How do you be prepared?

  • Most businesses outsource their payroll processing and tax filing, which means they outsource the creation and filing of their W2s. If your business is an Applicable Large Employer you may want to outsource the creation and filing of your business’s 1095Cs.  This is especially true if you have more than 250 employees.
    1. If you have more than 250 employees you are required to file electronically.
    2. Filing with the IRS electronically is a pain-staking business to put it lightly. It takes months to prepare and a lot of programming is involved.
  • Make recording benefit activity part of your normal process. Some businesses attempt to do it with a spreadsheet, but you’ll be much happier using a Benefit Management System.
    1. Using a Benefit Management System to help track enrollments and waivers is crucial for success.
      1. This provides a place for you to record your enrollments and waivers easily.
      2. The right Benefit Management System will assist with your 1095-C reports by populating the complex codes of the IRS form based on the enrollment data you enter throughout the year.
    2. If you have to go into the benefit carrier to make a change then you should also update your Benefit Management System. What situations do you need to update for?
      1. New Enrollment
      2. Termination of Enrollment
      3. Life Event
      4. Waiver
  • Diligently monitor Variable Hour employees – It’s really what this is all about…
    1. A Variable Hour employee who works an average of 30+ hours per week, or 120+ hours per month, over a predetermined measurement period (also known as look-back period) is now eligible for medical benefits.
      1. A measurement period (look back period) is an official company policy and should be treated as such.
    2. Be attentive so you are ready to offer benefits, on time, if they, the Variable Hour employee is eligible
      1. As mentioned at the beginning of this article, companies are being penalized for not offering the benefits and are being fined tens of thousands of dollars for just a few employees who were not offered benefits on time.
  • Be certain to obtain Waiver forms for those who waive benefits
    1. If you are ever fined by the IRS, you will want to provide this document to show you offered the benefit, and the employee declined.
  • Using the names as shown on an individual’s social security card is critical
    1. ACA forms submitted to the IRS are run through a state-of-the-art, one-of-a-kind system to match names and social security numbers.
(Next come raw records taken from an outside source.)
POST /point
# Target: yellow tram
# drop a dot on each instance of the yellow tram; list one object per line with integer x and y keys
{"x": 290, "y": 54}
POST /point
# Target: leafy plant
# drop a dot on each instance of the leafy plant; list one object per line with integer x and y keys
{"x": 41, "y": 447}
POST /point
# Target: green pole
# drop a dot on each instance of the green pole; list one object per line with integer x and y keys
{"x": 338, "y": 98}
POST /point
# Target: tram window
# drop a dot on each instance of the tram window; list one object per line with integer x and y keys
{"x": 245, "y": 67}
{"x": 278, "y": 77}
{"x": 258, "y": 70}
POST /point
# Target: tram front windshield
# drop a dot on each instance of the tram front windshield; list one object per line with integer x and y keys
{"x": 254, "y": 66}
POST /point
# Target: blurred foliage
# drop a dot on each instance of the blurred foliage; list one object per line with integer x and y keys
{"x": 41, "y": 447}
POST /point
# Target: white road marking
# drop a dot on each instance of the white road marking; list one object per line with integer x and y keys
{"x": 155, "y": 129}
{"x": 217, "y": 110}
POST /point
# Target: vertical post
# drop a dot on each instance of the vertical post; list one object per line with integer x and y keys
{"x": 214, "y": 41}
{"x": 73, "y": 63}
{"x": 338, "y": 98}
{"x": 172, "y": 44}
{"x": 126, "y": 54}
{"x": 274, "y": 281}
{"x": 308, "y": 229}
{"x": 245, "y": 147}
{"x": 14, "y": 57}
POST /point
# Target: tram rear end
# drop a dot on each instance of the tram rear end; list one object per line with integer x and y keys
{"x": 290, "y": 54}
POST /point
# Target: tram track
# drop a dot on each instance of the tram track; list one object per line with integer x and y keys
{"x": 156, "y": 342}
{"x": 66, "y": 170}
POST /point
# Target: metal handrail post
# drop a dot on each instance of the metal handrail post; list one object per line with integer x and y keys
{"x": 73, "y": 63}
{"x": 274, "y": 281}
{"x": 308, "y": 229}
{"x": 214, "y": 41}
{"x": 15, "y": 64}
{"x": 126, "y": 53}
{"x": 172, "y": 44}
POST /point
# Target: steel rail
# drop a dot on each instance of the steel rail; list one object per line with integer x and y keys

As of now no other Federal forms are run through this system.
    2. If there is a miss-match, the IRS sends back a request to have it corrected which can be time consuming and difficult.
  • Remember: this isn’t just a burden and additional work.  Having to file these reports has actually helped companies save money!  Managing your benefit information helps you audit your activity
    1. Companies have found they had been paying for benefits for years after the employee was no longer employed.
    2. Companies found they had employees enrolled in incorrect plans. Often having them enrolled in higher cost plans than what they should have been or what they were paying for.
    3. Some even discovered they had employees who were not who they said they were, using false ID and causing a whole host of other issues!

If you take these steps to make your ACA reporting be a smooth process you will begin to see that a 1095-C form is simply a by-product of you managing your benefit information just like a W-2 is a by-product of you managing your payroll information.